Value Of Better Business Climate Eludes Policy Makers

posted in: Weekly Commentary 0
By Lowell L. Kalapa
(Released on 10/28/07)

Under legislation approved by the regular session of the legislature, the tax department is mandated to aggregate and publish all the data collected on the claims made for the high-technology tax credits since their inception in 2001.

These are the more familiar “Act 221” tax credits that have been handed out for investments in qualified high-technology businesses or high-technology research and infrastructure. While the expected report will produce more information than taxpayers, and especially policy makers, have had on the credit, there probably won’t be enough information to determine the cost-benefit of the tax credits. This is because very little thought was given to collecting information to help determine if any, or all, of the claims made by the proponents of the credits ever materialized.

For example, one of the claims made is that the high technology industry would bring high paying jobs to Hawaii. Because claimants of the credit were not asked to specify by income category how many jobs fall into what atmosphere of compensation, taxpayers will probably only get “average” salary or “median” salary which will be no indicator of how many “high paying” jobs were created.

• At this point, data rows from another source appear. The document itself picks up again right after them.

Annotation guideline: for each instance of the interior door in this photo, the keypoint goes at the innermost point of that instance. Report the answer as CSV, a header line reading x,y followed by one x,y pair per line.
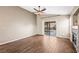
x,y
50,28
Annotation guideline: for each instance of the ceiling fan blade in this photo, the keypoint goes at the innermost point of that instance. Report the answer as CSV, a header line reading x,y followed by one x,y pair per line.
x,y
36,10
43,9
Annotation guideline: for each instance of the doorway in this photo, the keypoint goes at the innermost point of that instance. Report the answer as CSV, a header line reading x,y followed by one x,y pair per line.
x,y
50,28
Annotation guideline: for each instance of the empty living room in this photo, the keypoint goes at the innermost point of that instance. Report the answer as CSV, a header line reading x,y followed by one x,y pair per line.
x,y
39,29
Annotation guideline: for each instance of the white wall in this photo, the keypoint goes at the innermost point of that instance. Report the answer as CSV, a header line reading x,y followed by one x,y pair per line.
x,y
62,25
16,23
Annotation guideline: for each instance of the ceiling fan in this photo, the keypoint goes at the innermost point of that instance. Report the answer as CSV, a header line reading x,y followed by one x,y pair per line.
x,y
39,11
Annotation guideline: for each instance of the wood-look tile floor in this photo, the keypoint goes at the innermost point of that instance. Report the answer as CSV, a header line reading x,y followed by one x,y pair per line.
x,y
39,44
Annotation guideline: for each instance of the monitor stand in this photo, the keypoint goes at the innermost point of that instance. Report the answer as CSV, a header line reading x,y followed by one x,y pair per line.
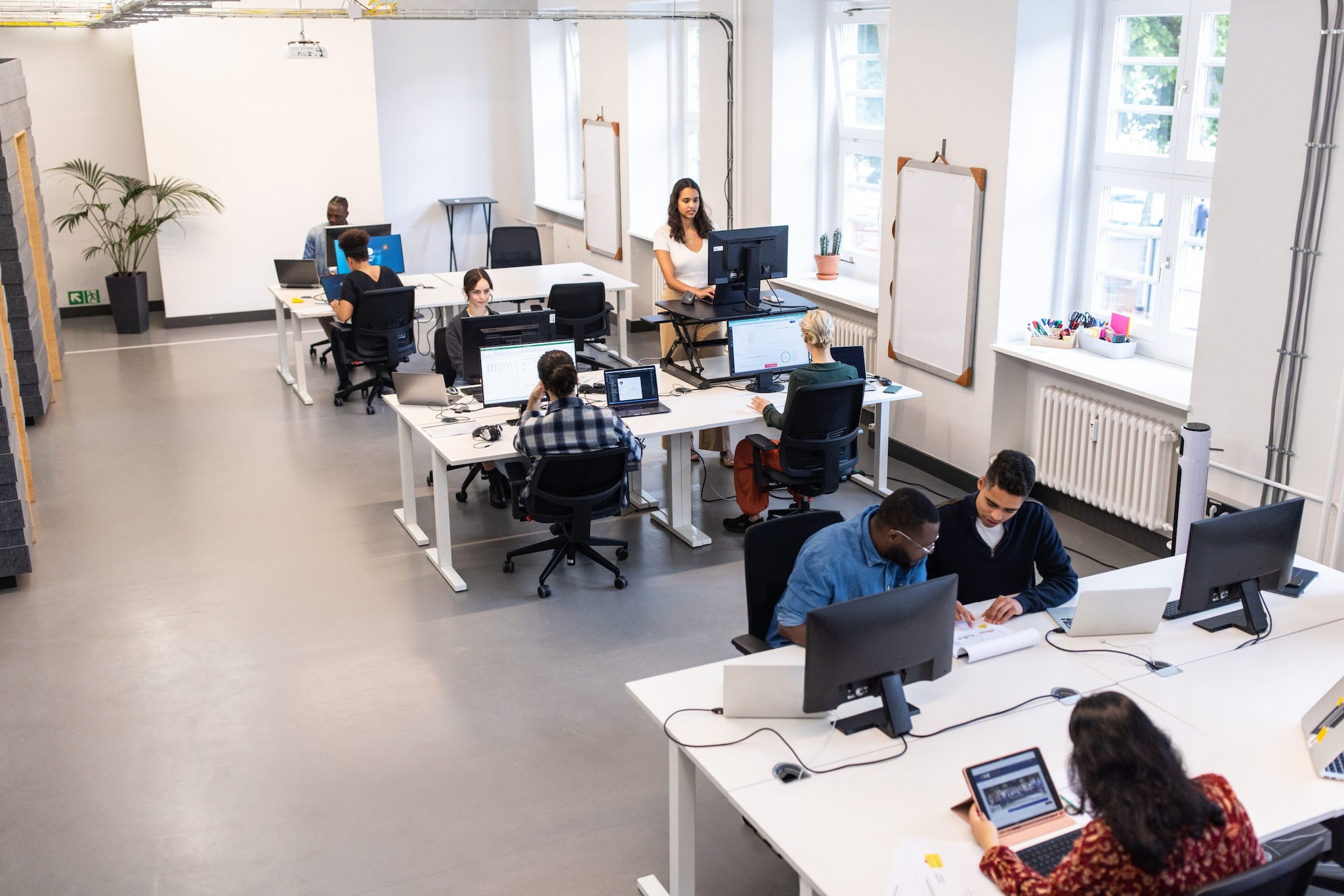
x,y
764,383
1251,619
891,719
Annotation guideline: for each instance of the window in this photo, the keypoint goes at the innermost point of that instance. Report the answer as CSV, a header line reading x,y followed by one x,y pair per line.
x,y
859,51
1154,161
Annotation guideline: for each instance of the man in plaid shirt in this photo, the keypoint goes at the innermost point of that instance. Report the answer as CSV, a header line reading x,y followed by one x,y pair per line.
x,y
569,425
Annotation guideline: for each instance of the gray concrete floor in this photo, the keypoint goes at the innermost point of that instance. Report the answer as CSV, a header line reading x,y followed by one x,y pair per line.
x,y
232,672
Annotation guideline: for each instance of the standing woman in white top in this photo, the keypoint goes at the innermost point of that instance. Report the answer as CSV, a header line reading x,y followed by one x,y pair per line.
x,y
683,255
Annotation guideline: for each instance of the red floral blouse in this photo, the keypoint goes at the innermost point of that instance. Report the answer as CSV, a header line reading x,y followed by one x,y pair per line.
x,y
1099,864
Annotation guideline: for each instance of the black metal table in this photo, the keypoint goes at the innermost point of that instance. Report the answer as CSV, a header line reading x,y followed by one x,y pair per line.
x,y
450,206
686,317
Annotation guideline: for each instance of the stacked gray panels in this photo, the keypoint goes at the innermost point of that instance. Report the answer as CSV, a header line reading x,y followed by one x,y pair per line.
x,y
18,272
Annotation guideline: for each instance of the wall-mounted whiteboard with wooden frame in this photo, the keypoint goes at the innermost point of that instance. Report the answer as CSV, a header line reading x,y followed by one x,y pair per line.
x,y
602,187
936,274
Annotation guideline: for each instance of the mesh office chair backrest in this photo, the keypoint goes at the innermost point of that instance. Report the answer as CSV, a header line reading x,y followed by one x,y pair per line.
x,y
769,552
820,433
515,247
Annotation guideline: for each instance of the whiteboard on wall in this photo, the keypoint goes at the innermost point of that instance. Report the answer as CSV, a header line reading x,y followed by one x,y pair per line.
x,y
602,187
936,273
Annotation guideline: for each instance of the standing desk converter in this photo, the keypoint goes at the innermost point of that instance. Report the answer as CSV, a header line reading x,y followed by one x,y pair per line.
x,y
711,371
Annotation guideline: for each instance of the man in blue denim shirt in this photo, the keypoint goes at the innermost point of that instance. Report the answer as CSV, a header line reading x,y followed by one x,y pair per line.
x,y
882,548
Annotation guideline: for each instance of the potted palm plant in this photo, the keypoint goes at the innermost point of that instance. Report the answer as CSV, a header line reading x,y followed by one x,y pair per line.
x,y
127,214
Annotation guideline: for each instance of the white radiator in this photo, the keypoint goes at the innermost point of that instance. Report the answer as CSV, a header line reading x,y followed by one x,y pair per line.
x,y
851,332
1106,456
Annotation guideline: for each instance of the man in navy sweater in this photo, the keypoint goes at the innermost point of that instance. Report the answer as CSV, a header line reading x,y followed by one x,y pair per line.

Nor will they know about the sustainability of those jobs. In other words, how many of those jobs are permanent or are they fleeting?

For example, in the digital media industry that qualified for the high technology tax credits there could have been four or five highly compensated actors or singers and then a whole bunch of clerical positions for which the compensation is minimal. Further, those jobs would probably disappear once the production was concluded. And while there may be other productions down the road, the question is what sort of long-term lasting effect will those industries have for the people of Hawaii if they come and go on the whim of a tax incentive?

What those tax breaks do create is apathy about the overall business and tax climate in Hawaii. Lawmakers believe that they are stimulating the economy and growing the economy when all they are doing is adopting a temporary fix that cannot be sustained without more and more handouts of tax incentives. On the other side, the special interests who can benefit from the tax incentives love them because there is no risk for their business venture.

Promoters of the tax incentives extol the virtues of the tax incentives as creating new industries, better paying jobs and more economic activity, citing that even the mom and pop okazu-ya shops benefit because they sell more plate lunches. However, what they seem to ignore is that once those tax incentives disappear or get used up, those very businesses will have to struggle with the same hurdles faced by other businesses, including the heavy burden of taxes, the high cost of land in Hawaii, the terrible toll that permitting and regulation exacts from businesses and the literal red tape of Hawaii’s labor laws.

The current hurdles faced by the Superferry highlight the difficulty that any new business encounters in setting up operations in Hawaii. But those laws were put in place by the very people who are now trying to circumvent them. It is not that public concern, be it about the environment or the shoreline management, or the emissions standards should be ignored, it is a matter of balance between those issues and concerns and the well being of our economic future.

Indeed, economic and financial survival is just as important as the environmental concerns or global warming or shoreline management. If we are lulled into complacency with tax incentive “soma,” then Hawaii’s economic future is doomed.

Lawmakers and taxpayers alike need to recognize that it is the overall business and tax climate that must be addressed and balanced with all of the other concerns of our community. Reducing the spending that perpetuates the heavy burden of taxes in Hawaii at both the state and county level should be a major target for lawmakers if they want to avoid another fiscal crisis like the one that plagued Hawaii during the 1990’s.

They cannot wait until that crisis recurs, but must act now while there are resources available to balance the financial ship of state. Lawmakers need to spurn the glitz of tax incentives and get down to business improving the tax and business climate in Hawaii.